This effect can be appreciated in simulations plotted in Figure 4 (code available at https://github.com/metacoglab/RouaultDomainReview). Here we generated confidence rating data from N=100 simulated subjects across two “domains.” The group metacognitive efficiency was set to 0.8 in both domains, and individual subject meta-d’/d’ values sampled from a bivariate Gaussian distribution with a true correlation in metacognitive efficiency between domains of 0.5. We sampled confidence rating counts for known meta-d’/d’ values using the metad_sim function from the HMeta-d toolbox (https://github.com/metacoglab/HMeta-d), keeping confidence rating criteria fixed across domains and subjects. The number of trials per subject differed between simulations (50 vs. 400). The model outputs a posterior belief distribution over the across-domain correlation coefficient. It can be seen that as the number of trials per subject increases (i.e., the certainty associated with individual meta-d’ estimates goes up, lower panel in Figure 4), we can be more certain about the presence of a domain-general correlation (narrower posterior density). We recommend applying such multi-level models when analyzing individual difference correlations to ensure this parameter uncertainty is appropriately taken into account.

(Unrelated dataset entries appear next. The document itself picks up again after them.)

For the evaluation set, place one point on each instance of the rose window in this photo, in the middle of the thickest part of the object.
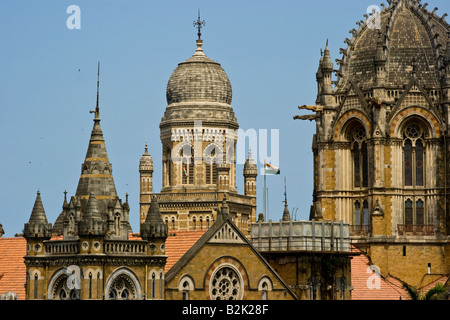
(225, 285)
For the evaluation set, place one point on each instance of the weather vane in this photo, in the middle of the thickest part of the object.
(199, 24)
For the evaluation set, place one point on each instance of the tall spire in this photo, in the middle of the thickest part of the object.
(199, 24)
(38, 226)
(97, 109)
(96, 173)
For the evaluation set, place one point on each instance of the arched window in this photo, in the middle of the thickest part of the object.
(90, 285)
(360, 158)
(153, 285)
(414, 212)
(357, 220)
(409, 212)
(168, 167)
(212, 155)
(361, 217)
(35, 286)
(413, 155)
(98, 285)
(187, 164)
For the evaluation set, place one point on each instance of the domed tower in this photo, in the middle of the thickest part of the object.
(380, 150)
(198, 129)
(198, 137)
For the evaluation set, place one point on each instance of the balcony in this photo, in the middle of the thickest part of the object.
(415, 230)
(360, 230)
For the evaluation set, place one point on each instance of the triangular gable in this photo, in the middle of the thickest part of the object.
(226, 234)
(414, 95)
(223, 231)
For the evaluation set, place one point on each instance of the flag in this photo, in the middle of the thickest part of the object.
(270, 169)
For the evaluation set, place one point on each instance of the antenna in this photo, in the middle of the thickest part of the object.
(199, 24)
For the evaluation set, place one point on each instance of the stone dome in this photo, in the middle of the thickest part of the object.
(199, 79)
(406, 38)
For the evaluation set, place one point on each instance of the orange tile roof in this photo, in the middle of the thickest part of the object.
(389, 287)
(12, 266)
(178, 243)
(442, 280)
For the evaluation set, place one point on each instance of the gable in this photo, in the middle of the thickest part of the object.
(223, 247)
(226, 234)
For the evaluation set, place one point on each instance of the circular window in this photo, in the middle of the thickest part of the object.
(226, 284)
(413, 131)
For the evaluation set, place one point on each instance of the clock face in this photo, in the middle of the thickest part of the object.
(85, 245)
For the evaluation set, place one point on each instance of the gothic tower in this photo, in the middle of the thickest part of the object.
(198, 138)
(90, 253)
(380, 147)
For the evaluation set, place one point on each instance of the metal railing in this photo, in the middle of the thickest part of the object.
(415, 229)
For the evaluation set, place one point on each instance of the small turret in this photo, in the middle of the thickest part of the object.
(92, 223)
(380, 61)
(38, 226)
(327, 70)
(250, 174)
(154, 226)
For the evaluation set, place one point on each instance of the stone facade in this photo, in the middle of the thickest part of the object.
(224, 265)
(88, 254)
(198, 137)
(380, 148)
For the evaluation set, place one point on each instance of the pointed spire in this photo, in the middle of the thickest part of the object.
(224, 210)
(38, 213)
(199, 24)
(38, 226)
(96, 173)
(327, 64)
(92, 223)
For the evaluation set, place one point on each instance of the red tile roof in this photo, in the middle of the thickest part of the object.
(178, 243)
(12, 266)
(366, 287)
(442, 280)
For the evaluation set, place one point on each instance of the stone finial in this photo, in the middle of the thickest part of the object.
(38, 226)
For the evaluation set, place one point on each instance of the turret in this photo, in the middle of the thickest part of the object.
(154, 227)
(146, 180)
(92, 223)
(327, 70)
(380, 62)
(38, 227)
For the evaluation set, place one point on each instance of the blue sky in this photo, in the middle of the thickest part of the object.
(269, 49)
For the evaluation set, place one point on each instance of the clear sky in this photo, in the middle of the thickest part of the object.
(48, 72)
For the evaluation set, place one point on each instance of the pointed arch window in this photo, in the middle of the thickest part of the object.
(414, 212)
(360, 158)
(413, 155)
(35, 286)
(167, 167)
(187, 163)
(361, 218)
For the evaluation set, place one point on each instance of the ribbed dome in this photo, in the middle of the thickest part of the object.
(410, 36)
(199, 79)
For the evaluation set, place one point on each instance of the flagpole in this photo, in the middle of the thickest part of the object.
(264, 194)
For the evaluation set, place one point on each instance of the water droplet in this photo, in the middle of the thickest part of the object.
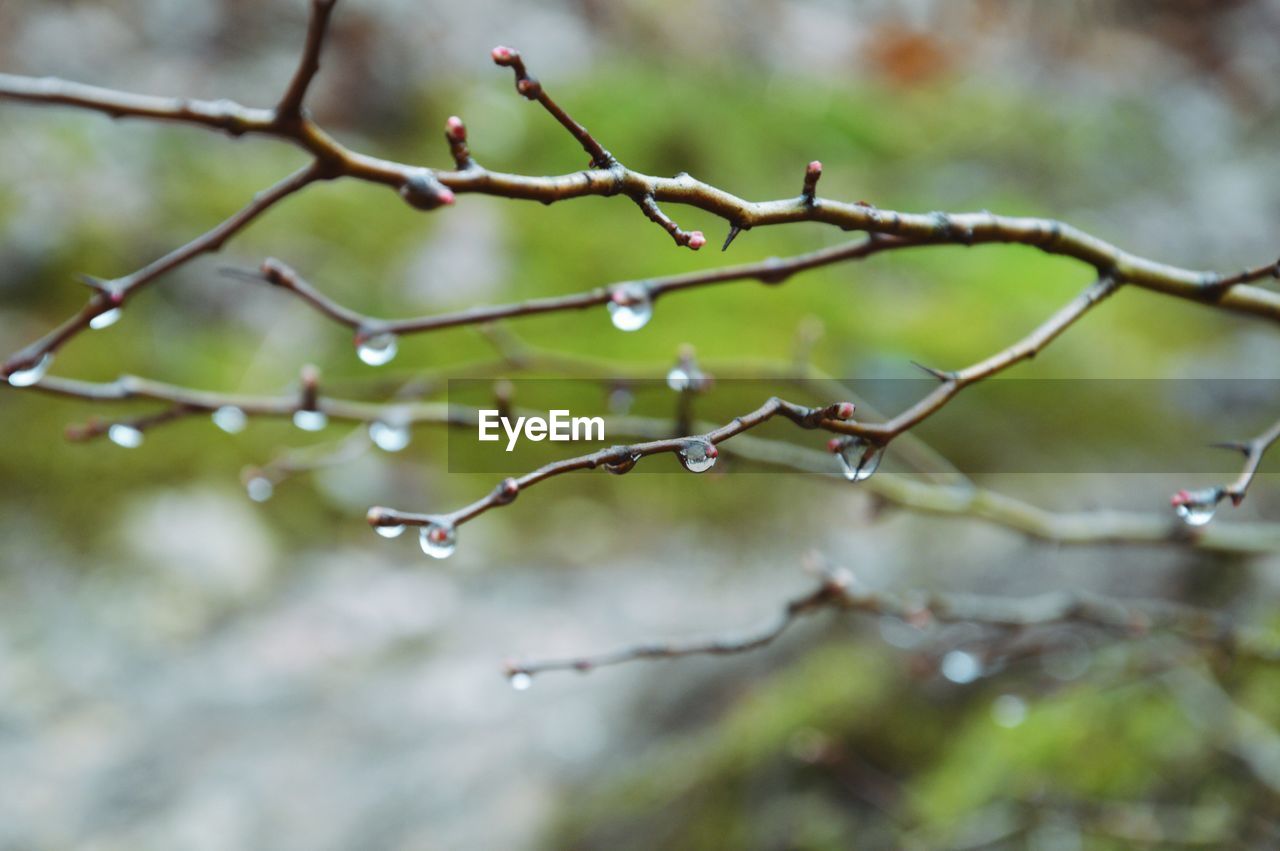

Other studies have investigated relationships between metacognition and other aspects of personality and executive function which, if found, would lend support to a domain-general metacognitive contribution to metacognition. For instance, factors such as general intelligence or motivation to engage with a task could affect metacognition over multiple domains. However, if such general factors are significantly altered, it is unlikely that metacognitive processes would be selectively affected while also leaving first-order performance spared; for instance, an altered ability to follow task instructions following a prefrontal cortex (PFC) lesion is likely to affect both task performance and metacognitive evaluation. The integrity of these “global” factors can thus be seen as a necessary but not sufficient condition for enabling metacognition. Notably, however, despite both relying on aspects of higher cognition, we have found that over several datasets perceptual metacognitive efficiency is not related to measures of fluid intelligence (Fleming, Huijgen, & Dolan, 2012; Palmer, David, & Fleming, 2014), even when such correlations were examined in a large-scale dataset of ~1,000 individuals (Rouault, Seow, Gillan, & Fleming, 2018). Such independence may be due to fluid intelligence relying on posterolateral frontal and parietal “multiple demand” regions (Woolgar et al., 2010), whereas metacognition has been linked to anterior prefrontal regions, as considered in more detail below.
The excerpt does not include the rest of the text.